Monthly Archives: April 2021

Context-Free Programmed Language Membership

Here’s another kind of grammar I hadn’t heard of until doing these problems.

The problem: Context-Free Programmed Language Membership.  This is problem AL17 in the appendix.

The description: Given an ε-free Context-Free programmed grammar (explained below) G, and a string x, is x in the language generated by G?

Example: A programmed grammar gives a label to each production, and then after each production a set of labels for the “next” production, depending on whether we did the production or not.

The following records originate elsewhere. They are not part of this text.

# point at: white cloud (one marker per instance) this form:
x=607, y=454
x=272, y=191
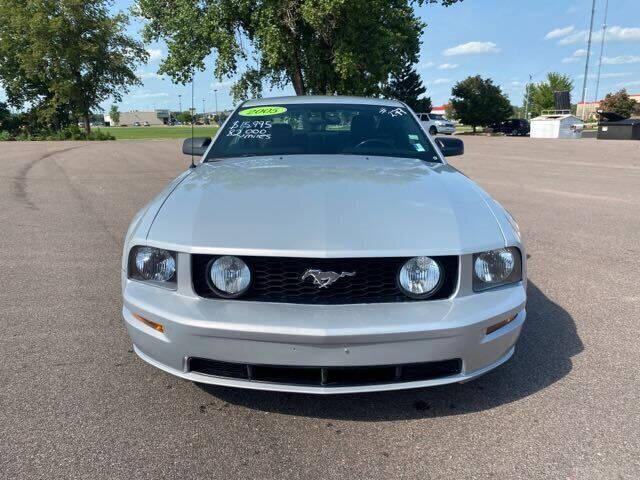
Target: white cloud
x=615, y=33
x=614, y=75
x=154, y=54
x=145, y=75
x=606, y=75
x=633, y=83
x=142, y=94
x=581, y=52
x=559, y=32
x=623, y=34
x=221, y=85
x=621, y=60
x=425, y=65
x=471, y=48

So we might write a grammar like:

1: S->aSa {2} {3}

This means that if we do the production S->aSa we next go to production 2. If we don’t, we next go to production 3

2: S->bSb {1,4}{3}

Now, if we do this production, we have a choice of 2 production rules to follow.  We can go do 1 again, or we can go to 3.

3: S->a {}{}

If we have a terminal, we have no choice for the next production.

4: S->b {} {}

So, this grammar could produce the string ababa by the productions:

1: S=>aSa.  Next, we go to 2.

2: aSa=>abSba.  Next, we’ll go to 1 (we could have also gone to 4)

1: abSba=>abSba (we decide not to do the production, and so go to 3)

3: abSba=>ababa.  (we stop because we have no non-terminals left)

Reduction: The paper by Shamir and Beeri has the reduction, but I have a hard time following their notation, so I will try to rephrase it.  The reduction is from 3-CNF-Satisfiability.

What we’ll do is start with a CNF formula.  We’ll start by creating a CFG that generates strings where for each clause (l1, l2, l3) we generate all combinations of T1, T2, T3, F1, F2, and F3 with at least one T.  This will represent the ways we can make a clause true.  The T’s and F’s will be non-terminals.

Now we will try to replace the T’s and F’s with the actual literals from the formula with the following rules:

1:  T1-> q1  {2}{3}

2: T1->q1 {2} {4}

3: T1->~q1 {3}{5}

4: F1->~q1 {4}{6}

5: F1->q1 {5}{6}

Rule 6 starts the process again on the next literal.  The idea is that with rule 1 we either replace T1 with q1 (setting variable q1 to true, and sending us down a chain that will replace all F1’s with ~q1) or won’t (which will send us to rule 3, where we set T1 to ~q1, meaning we set q1 to false, and go down that chain of replacements).

Our question then becomes can this grammar can generate the original input string of the formula?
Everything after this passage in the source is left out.